“Je ne me fie pas aux grandes déclarations d’Emmanuel Macron, je regarde les faits.”

Pour Stéphane Ravier, les déclarations d’Emmanuel Macron qui laissent croire qu’il durcit la politique d’immigration ne résistent pas à l’examen du budget, en hausse de 28 %, qui lui est alloué.
Européiste et mondialiste convaincu, le Président reste immigrationniste.

Depuis quelques mois, Emmanuel Macron a fait plusieurs annonces semblant le positionner comme un Président qui durcit la politique d’immigration. S’agit-il d’une posture ?

Avant d’être président de la République, Emmanuel Macron était président d’une association de communication baptisée aujourd’hui La République en marche. Il reste un excellent communicant. Il fait croire qu’il durcit la politique en matière d’immigration par de grandes déclarations.
Quand on a la réalité des mesures sous les yeux, on constate qu’Emmanuel Macron reste fidèle à ce qu’il est, c’est-à-dire un européiste, un mondialiste, un immigrationniste. On sait qu’il est aux ordres de la Commission de Bruxelles qui fait savoir qu’elle ne cessera jamais sa politique d’immigration.
Les faits sont têtus. Le budget consacré à l’immigration/intégration pour 2018 qui, je le rappelle, est décidé par Emmanuel Macron est en augmentation de 28 %. Il s’élève à 1.300.000.000. Or, seulement 82 millions d’euros sont consacrés à l’immigration irrégulière et 83 millions à peine pour les expulsions : c’est une baisse de trois millions. En revanche, l’aide médicale d’État, celle qui est exclusivement attribuée aux clandestins, passe de sept cents millions à un milliard d’euros.
Emmanuel Macron s’apprête donc à accueillir toujours plus de clandestins, toujours plus d’immigration.
Il n’est nullement question de réduire l’immigration économique.

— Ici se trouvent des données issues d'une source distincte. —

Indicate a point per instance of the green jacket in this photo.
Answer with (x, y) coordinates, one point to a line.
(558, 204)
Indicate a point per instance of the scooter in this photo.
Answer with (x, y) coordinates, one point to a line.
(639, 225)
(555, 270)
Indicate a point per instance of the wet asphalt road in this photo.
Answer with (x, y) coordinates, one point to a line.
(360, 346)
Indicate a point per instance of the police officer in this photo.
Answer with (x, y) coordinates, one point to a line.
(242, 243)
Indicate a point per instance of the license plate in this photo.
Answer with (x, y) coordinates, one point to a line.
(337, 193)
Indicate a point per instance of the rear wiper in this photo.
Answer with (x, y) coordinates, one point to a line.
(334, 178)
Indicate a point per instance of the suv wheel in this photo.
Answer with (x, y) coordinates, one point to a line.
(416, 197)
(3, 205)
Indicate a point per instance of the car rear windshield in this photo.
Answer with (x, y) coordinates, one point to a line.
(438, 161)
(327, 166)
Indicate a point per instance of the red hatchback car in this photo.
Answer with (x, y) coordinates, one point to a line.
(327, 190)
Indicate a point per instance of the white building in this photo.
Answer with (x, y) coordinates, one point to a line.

Il s’y attaque en mettant l’accent sur les cours d’apprentissage de français. Je ne pense pas que ce soit une mesure dissuasive.
Les cinq millions de chômeurs, les neuf millions de pauvres n’arrivent manifestement pas à convaincre Emmanuel Macron que l’immigration, ça suffit.
Encore une fois, c’est un mondialiste qui applique la feuille de route de la Commission de Bruxelles.

Le ministre de l’Intérieur semble se sentir assez seul. Gérard Collomb aurait déclaré à des proches qu’il en avait marre de passer pour le facho de service. Qu’en est-il réellement ?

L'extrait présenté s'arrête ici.